Eminence Enterprise Limited, through its subsidiary Gainever, has disposed of 15,100,000 shares of Pacific Legend, representing approximately 3.68% of the total issued shares, for HK$4,800,000. This transaction, classified as a discloseable transaction under Hong Kong’s Listing Rules, reduces the company’s stake in Pacific Legend to 3.97% and reflects a strategic adjustment in its investment portfolio.
Eminence Enterprise Limited has announced a delay in the dispatch of a circular related to a possible major transaction involving the disposal of listed securities. The circular, which was initially expected to be sent to shareholders by 15 August 2025, will now be postponed to on or before 25 August 2025 due to the need for additional time to finalize the information. This delay may impact the timeline for shareholder engagement and decision-making regarding the transaction.

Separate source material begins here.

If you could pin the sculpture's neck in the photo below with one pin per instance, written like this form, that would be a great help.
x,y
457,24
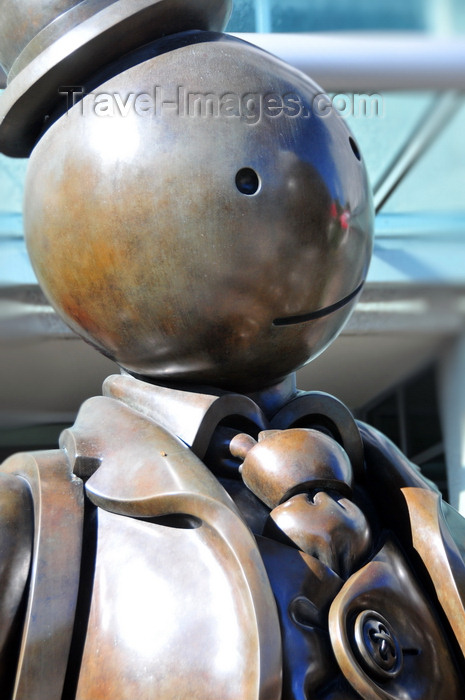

Eminence Enterprise Limited has announced its intention to seek shareholder approval for the potential disposal of its holdings in Best Food Shares, which could qualify as a major transaction under Hong Kong’s Listing Rules. The company plans to sell its 16,126,000 shares, representing 1.02% of Best Food’s issued share capital, at a minimum price of HK$0.80 per share, a 17.5% discount to the last trading price. This move is aimed at optimizing its investment portfolio and requires shareholder approval, with no current contractual arrangements in place.
Eminence Enterprise Limited has announced a special general meeting (SGM) to be held on August 21, 2025, in Hong Kong, where shareholders will vote on a resolution to authorize the directors to issue up to 1,000,000,000 conversion shares related to the 2023 Convertible Note. This move is aimed at facilitating the company’s strategic financial maneuvers, potentially impacting its capital structure and shareholder value.